01/22/2021 Iraq (International Christian Concern) – A new report issued by Assyrian Policy Institute showcases the plight of Assyrian Christians in Iraq struggling to survive as victims caught between Turkey and the terrorist organization PKK. The Kurdistan Workers Party (PKK) operates primarily in southeastern Turkey, northeastern Syria and northern Iraq. As Turkey seeks to combat the PKK, they routinely order airstrikes and ground initiatives well into Iraq’s borders. It is here that Assyrians sustain serious attacks as innocent bystanders.
Official counts indicate that there were 52 airstrikes by Turkey in Assyrian-inhabited land, although the actual number is suspected to higher. Turkey, despite being a NATO member, has received international criticism for failing to take precautions to avoid civilian deaths and destruction of civilian territory.
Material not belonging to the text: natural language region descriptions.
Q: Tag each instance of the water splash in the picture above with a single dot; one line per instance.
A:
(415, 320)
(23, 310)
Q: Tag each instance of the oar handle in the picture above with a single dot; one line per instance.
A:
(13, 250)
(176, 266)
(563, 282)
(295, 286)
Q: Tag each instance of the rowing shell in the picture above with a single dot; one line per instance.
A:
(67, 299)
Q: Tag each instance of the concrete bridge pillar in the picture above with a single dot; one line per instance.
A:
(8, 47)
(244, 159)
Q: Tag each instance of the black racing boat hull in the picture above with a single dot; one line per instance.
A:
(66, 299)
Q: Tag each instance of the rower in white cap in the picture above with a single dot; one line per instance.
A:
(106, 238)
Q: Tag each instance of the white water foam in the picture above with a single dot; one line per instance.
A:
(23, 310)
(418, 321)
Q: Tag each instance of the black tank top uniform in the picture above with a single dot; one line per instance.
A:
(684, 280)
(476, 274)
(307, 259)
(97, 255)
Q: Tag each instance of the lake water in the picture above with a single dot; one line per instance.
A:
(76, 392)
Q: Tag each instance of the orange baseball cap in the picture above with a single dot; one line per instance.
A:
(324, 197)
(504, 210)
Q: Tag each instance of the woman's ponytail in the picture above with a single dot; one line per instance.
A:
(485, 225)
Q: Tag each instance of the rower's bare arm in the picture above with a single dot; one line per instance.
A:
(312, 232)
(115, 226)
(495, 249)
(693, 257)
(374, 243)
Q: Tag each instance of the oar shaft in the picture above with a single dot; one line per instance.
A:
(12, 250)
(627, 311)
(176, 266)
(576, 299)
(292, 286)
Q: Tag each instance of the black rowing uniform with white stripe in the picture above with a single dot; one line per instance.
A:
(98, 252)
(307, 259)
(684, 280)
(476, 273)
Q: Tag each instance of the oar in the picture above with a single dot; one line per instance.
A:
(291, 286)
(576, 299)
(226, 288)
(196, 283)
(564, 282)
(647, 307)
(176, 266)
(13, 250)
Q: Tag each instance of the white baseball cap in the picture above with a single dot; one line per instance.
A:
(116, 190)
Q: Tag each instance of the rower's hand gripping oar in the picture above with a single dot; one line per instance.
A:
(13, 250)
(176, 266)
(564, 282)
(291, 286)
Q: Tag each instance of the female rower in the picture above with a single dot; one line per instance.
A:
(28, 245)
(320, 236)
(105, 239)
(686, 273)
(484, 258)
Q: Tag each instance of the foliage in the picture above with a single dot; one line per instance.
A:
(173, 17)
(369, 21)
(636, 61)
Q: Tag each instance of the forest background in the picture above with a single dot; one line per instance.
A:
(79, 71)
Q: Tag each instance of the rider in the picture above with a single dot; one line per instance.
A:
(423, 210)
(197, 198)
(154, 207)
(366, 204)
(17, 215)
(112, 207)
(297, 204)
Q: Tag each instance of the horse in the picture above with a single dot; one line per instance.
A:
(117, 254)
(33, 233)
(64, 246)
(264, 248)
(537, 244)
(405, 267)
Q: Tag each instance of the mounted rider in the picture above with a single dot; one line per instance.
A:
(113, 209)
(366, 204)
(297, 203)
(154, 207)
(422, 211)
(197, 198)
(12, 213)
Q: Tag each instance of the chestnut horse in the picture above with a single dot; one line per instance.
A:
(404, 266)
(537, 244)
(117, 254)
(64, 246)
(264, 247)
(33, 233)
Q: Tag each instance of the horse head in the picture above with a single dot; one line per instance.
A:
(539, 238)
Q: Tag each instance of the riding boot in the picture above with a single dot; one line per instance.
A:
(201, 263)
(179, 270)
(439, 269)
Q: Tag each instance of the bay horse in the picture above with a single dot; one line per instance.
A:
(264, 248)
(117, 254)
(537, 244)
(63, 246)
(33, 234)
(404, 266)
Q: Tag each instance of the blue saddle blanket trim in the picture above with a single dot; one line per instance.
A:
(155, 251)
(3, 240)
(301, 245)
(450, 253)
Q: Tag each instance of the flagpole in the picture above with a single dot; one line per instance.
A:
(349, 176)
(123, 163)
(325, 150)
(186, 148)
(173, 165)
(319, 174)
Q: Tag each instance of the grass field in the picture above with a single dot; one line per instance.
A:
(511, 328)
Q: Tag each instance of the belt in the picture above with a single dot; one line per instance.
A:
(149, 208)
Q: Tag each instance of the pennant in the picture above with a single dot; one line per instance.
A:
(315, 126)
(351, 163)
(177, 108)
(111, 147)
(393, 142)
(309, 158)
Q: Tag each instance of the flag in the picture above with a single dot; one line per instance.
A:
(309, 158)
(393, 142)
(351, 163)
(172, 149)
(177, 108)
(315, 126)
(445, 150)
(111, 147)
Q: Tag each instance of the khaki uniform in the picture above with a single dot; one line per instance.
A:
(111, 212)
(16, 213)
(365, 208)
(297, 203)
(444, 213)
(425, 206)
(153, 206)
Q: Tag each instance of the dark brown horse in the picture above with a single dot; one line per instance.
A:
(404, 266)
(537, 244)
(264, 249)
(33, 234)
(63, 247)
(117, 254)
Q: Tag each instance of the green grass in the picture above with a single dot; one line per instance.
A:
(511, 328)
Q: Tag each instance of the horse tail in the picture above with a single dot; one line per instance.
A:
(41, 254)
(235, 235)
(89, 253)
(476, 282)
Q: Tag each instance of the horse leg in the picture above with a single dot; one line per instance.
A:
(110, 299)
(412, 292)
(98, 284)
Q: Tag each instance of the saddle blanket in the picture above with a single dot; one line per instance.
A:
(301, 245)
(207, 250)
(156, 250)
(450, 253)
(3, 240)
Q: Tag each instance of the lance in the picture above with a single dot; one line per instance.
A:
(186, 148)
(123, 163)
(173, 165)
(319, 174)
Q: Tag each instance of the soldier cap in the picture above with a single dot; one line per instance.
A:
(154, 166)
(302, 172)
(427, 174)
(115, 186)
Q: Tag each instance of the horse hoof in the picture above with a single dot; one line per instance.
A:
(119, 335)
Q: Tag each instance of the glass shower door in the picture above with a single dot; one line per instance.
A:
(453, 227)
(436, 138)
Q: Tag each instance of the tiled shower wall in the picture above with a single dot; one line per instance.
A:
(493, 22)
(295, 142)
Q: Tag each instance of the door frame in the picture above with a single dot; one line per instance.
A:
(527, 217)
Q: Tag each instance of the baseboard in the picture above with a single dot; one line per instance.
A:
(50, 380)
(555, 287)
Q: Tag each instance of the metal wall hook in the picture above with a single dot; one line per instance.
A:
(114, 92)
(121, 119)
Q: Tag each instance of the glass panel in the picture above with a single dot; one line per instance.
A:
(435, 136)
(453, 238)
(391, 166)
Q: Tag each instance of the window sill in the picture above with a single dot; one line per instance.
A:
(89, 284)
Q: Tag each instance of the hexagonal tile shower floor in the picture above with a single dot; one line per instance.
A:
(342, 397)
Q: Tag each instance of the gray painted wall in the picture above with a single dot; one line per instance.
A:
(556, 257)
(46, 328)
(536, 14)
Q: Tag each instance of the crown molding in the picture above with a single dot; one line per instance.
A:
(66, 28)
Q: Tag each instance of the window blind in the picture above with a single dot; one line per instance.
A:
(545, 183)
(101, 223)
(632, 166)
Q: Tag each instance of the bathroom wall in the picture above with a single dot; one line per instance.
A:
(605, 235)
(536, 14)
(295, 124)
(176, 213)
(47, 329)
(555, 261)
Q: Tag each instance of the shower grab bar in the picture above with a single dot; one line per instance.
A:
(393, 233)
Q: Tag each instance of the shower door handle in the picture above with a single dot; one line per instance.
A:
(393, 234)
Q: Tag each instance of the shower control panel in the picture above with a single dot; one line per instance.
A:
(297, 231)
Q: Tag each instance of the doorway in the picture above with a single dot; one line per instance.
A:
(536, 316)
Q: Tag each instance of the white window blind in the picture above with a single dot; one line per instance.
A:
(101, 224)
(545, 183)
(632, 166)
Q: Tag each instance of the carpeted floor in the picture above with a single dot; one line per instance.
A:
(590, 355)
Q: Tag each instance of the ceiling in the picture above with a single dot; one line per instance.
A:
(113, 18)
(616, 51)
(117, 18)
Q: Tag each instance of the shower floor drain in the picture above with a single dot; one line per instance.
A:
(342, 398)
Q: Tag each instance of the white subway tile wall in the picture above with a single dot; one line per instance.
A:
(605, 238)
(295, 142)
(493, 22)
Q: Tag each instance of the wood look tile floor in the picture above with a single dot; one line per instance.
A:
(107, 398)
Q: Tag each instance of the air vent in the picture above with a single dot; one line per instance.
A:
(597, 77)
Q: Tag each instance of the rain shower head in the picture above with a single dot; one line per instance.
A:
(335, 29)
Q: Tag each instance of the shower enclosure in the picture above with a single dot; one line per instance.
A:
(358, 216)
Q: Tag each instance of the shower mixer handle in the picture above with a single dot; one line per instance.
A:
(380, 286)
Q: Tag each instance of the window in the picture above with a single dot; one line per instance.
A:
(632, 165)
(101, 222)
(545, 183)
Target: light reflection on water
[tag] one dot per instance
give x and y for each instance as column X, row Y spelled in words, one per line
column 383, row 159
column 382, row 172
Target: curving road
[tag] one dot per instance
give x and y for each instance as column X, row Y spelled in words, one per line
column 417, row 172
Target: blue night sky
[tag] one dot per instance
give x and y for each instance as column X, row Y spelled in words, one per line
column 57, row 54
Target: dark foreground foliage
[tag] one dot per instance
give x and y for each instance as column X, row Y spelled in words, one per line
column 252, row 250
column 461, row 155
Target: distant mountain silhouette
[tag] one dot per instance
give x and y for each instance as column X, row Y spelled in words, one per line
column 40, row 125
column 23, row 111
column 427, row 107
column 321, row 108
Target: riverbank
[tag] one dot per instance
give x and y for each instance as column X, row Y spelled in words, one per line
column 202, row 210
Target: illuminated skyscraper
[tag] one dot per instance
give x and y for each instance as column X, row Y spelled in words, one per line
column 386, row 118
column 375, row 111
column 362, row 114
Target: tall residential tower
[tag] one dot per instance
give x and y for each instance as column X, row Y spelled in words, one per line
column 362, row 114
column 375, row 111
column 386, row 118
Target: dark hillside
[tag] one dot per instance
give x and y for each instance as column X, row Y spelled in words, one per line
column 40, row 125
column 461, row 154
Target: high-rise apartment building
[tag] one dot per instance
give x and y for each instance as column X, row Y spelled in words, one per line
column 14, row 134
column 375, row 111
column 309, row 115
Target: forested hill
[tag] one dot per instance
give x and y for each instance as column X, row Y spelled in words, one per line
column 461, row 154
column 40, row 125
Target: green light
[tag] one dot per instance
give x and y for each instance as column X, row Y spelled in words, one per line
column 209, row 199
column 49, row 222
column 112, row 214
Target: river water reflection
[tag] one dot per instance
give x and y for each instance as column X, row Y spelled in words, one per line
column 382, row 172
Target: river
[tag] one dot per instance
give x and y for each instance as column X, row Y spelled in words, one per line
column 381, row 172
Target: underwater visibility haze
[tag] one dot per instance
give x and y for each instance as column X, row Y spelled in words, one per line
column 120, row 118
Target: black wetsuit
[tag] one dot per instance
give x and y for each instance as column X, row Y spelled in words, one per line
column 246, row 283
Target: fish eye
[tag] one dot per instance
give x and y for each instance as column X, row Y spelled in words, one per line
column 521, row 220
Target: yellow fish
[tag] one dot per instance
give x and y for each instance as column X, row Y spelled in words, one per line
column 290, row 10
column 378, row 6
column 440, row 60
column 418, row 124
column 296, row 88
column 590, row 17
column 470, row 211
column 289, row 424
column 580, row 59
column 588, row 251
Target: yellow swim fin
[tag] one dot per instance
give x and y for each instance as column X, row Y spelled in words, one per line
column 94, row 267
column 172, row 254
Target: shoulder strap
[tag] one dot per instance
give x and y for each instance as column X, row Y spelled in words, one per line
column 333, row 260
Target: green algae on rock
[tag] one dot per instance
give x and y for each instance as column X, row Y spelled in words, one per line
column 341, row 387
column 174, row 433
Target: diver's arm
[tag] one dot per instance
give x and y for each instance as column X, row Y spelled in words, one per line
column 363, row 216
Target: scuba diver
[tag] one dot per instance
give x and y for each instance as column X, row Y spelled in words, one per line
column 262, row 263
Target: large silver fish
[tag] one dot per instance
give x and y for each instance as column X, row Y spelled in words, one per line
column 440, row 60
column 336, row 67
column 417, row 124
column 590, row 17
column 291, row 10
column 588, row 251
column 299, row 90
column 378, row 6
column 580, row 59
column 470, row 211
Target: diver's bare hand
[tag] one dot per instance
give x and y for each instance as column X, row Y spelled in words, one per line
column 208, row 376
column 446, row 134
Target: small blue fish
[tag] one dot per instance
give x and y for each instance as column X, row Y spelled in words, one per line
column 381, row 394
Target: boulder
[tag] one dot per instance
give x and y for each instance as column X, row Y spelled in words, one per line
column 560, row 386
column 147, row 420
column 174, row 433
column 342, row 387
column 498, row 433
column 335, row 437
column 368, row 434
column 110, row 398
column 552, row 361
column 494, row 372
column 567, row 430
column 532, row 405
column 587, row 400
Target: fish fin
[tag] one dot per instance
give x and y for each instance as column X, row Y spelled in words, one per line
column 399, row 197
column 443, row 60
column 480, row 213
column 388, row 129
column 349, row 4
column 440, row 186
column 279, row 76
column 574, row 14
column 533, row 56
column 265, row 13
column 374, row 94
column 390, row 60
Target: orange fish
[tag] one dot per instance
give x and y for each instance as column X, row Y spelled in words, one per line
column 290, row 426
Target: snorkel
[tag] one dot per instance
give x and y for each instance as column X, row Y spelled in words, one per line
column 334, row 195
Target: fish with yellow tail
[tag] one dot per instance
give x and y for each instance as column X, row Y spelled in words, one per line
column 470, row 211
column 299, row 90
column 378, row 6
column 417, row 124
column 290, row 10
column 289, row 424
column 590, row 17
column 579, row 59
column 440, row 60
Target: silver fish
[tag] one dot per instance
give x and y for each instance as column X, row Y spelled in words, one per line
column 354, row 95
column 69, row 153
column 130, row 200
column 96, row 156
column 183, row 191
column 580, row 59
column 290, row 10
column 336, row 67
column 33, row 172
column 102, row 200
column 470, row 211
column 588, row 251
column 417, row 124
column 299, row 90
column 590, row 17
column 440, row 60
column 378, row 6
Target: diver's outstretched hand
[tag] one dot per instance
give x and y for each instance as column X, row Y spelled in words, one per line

According to API, these airstrikes continue to force Assyrians off of their land and therefore severely restricting their livelihood. As primarily agricultural workers, Turkish airstrikes in northern Iraq make the land uninhabitable for Assyrian Christians, further diminishing the number of Christians remaining in Iraq. API cited the Assyrian village of Chalik as an example, where the population decreased from 70 households to six in recent years.
Further exacerbating the issue, Iraqi and KRG forces inadequately respond to the threats against its people. Assyrians also have little faith or hope in their ability to do so. ICC’s joint report on Turkey cites one Assyrian as saying, “the PKK is trying to show a good picture. The only problem we have is that when the PKK comes near our villages, there are airstrikes because Turkey attacks them. In our village, people don’t know where Turkey will target. So, we don’t know where to go.” According to ICC’s report, Turkey fighting in northern Iraq entangles local Christians between two competing military groups. If Iraq’s Christians are to have any future, then it is essential that Turkey shows leadership in pursuing human rights for ethnic and religious minorities.